La FCFA se dit également préoccupée par la question du coût des tests en français pour les candidats à l’immigration, pour laquelle le gouvernement semble n’avoir aucune stratégie, juge le député Choquette.

« Le gouvernement ne semble pas comprendre qu’il ne s’agit pas d’une question d’offre et de demande mais d’une obligation en vertu de la Loi sur les langues officielles, comme l’a rappelé la commissaire aux langues officielles. C’est inacceptable! »

Patience

Le député du Nouveau Parti démocratique (NPD) de Drummond se montre toutefois plus patient concernant la réponse encore plus évasive du gouvernement vis-à-vis du prochain plan d’action sur les langues officielles 2018-2023.

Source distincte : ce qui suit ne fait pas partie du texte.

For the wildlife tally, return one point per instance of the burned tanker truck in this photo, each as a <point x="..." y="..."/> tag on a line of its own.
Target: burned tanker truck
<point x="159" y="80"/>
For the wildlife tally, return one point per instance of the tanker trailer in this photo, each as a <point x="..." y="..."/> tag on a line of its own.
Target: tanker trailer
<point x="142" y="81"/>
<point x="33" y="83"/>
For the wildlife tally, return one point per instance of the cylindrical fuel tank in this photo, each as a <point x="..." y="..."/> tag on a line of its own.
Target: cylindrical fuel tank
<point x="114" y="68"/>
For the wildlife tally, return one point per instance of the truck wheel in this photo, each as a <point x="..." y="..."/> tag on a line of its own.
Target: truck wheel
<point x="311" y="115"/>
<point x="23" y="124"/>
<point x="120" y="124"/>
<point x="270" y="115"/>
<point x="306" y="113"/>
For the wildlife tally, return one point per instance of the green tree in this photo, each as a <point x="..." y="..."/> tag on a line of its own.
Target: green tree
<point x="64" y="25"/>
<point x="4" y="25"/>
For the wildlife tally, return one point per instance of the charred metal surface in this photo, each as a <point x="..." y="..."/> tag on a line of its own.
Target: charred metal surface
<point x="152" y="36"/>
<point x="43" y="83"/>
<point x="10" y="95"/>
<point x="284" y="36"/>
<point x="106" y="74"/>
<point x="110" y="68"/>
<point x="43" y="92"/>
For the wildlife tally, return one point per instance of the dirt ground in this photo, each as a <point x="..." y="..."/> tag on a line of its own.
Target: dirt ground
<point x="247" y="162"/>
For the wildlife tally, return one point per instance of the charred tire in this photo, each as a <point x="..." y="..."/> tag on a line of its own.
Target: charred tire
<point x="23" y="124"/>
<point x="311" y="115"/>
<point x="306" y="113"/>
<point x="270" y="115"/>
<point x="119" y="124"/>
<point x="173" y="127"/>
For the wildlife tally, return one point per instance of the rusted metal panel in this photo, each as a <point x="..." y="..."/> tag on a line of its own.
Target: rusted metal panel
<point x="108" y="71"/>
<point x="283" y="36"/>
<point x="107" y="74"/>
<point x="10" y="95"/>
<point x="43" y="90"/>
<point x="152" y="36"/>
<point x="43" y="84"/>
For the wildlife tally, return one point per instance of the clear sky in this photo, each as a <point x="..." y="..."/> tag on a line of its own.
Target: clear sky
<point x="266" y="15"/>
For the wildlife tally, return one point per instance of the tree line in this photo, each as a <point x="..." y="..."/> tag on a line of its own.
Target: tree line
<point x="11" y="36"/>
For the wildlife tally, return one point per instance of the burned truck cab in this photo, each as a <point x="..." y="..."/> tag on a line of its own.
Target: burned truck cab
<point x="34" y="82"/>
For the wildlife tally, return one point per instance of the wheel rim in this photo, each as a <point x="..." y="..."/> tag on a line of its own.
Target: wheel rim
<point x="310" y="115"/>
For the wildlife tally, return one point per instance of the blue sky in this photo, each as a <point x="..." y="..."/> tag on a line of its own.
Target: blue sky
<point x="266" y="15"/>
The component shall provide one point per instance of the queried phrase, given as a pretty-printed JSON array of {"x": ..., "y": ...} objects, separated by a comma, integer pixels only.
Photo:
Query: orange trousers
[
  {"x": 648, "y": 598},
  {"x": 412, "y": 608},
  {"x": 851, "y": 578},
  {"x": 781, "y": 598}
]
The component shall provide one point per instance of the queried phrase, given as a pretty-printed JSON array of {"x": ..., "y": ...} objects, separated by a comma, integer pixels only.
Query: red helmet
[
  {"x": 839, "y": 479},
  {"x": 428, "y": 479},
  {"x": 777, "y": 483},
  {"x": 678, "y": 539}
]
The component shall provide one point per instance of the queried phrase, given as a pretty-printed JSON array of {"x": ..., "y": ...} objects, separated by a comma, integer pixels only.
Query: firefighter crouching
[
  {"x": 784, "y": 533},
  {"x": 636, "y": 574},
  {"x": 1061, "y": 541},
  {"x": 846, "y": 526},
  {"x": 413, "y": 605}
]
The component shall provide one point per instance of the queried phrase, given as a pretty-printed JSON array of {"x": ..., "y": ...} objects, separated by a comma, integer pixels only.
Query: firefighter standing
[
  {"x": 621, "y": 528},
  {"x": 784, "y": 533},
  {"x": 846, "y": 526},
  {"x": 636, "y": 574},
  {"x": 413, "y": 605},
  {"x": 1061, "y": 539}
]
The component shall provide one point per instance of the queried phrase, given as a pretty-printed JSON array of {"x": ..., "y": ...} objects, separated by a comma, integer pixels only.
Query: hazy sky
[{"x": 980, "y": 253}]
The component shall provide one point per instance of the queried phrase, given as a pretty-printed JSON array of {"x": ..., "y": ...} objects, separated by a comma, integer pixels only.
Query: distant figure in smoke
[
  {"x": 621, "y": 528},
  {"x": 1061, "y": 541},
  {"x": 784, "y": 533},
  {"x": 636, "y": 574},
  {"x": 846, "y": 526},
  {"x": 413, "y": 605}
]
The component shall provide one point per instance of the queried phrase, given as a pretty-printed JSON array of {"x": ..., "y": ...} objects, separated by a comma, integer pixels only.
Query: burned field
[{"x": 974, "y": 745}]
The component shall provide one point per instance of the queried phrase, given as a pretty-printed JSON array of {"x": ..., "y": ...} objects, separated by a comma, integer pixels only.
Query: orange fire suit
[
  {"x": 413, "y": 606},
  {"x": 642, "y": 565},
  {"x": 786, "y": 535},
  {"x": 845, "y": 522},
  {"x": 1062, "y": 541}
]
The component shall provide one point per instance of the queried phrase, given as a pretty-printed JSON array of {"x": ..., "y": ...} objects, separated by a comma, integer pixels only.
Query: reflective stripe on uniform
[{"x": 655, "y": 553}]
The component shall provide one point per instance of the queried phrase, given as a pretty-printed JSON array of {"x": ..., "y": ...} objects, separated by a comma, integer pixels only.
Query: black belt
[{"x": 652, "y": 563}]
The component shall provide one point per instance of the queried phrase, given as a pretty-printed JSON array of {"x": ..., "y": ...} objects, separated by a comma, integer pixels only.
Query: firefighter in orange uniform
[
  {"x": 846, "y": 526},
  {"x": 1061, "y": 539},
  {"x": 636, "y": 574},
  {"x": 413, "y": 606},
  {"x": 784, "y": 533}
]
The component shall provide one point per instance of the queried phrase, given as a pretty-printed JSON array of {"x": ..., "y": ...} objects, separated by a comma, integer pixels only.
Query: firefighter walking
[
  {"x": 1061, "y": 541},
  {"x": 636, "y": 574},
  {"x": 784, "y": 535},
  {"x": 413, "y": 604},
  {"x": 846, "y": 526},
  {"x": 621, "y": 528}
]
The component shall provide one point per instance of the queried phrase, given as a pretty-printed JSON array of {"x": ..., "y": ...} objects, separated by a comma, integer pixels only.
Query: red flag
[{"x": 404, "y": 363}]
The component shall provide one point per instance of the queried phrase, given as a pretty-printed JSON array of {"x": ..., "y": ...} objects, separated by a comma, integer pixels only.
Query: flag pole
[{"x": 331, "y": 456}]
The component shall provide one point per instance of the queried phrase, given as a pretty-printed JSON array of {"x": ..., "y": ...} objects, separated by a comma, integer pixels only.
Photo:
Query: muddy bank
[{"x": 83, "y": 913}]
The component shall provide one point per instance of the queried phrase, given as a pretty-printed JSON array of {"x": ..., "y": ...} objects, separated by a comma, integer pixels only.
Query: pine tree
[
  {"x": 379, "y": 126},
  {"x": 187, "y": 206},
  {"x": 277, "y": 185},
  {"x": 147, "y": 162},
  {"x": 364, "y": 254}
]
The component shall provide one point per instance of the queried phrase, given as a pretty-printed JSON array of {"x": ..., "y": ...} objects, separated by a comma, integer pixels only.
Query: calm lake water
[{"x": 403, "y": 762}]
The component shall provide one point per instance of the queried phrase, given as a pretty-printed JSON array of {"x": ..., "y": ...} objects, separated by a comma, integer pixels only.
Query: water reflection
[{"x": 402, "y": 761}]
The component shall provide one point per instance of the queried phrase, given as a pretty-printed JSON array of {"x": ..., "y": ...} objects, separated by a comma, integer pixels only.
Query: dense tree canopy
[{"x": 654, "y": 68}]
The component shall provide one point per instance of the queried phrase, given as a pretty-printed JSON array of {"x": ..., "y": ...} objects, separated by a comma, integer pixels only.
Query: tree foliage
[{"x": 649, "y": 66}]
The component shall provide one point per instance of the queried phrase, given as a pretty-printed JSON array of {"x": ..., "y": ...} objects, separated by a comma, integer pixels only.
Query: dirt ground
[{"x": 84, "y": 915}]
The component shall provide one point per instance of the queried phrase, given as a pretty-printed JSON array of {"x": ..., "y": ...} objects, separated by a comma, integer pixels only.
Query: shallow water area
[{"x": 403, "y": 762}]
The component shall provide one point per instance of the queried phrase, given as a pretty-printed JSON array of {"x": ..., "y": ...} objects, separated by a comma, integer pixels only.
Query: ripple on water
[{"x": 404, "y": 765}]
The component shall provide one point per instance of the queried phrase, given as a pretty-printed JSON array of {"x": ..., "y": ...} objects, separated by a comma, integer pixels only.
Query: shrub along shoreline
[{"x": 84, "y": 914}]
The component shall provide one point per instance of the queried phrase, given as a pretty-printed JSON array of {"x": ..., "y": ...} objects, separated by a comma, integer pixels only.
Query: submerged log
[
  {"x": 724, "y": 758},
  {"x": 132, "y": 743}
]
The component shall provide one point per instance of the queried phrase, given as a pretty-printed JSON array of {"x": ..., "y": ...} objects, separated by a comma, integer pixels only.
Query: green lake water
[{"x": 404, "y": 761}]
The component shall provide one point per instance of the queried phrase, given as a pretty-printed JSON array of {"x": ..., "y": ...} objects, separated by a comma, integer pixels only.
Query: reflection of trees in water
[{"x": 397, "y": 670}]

« On comprend que le gouvernement travaille sur ce plan. Je vais laisser sa chance au coureur, mais j’espère que le gouvernement va arriver avec quelque chose d’ambitieux. »

Dans le rapport, le comité avait également émis un total de seize recommandations pour élaborer ce qui remplacera la Feuille de route pour les langues officielles 2013-2018, aussi bien en matière de petite enfance que de santé et d’infrastructures communautaires.

La députée Boucher regrette que le gouvernement libéral n’ait pas tenu compte davantage du travail du comité.

« Nous travaillons très bien tous ensemble, dans un esprit non partisan. Le comité doit être écouté et je pense que quel que soit le parti au pouvoir ou le ministre en charge des langues officielles, il devrait prendre le temps de lire nos rapports. On ne peut se satisfaire d’une lettre du gouvernement vide de réponses. Ça ne devrait pas être aussi difficile en 2017 de considérer les deux langues officielles. »

Sollicités par #ONfr, le président du comité permanent des langues officielles, Denis Paradis et le député Darrell Samson n’ont pas été en mesure de répondre à nos demandes d’entrevue.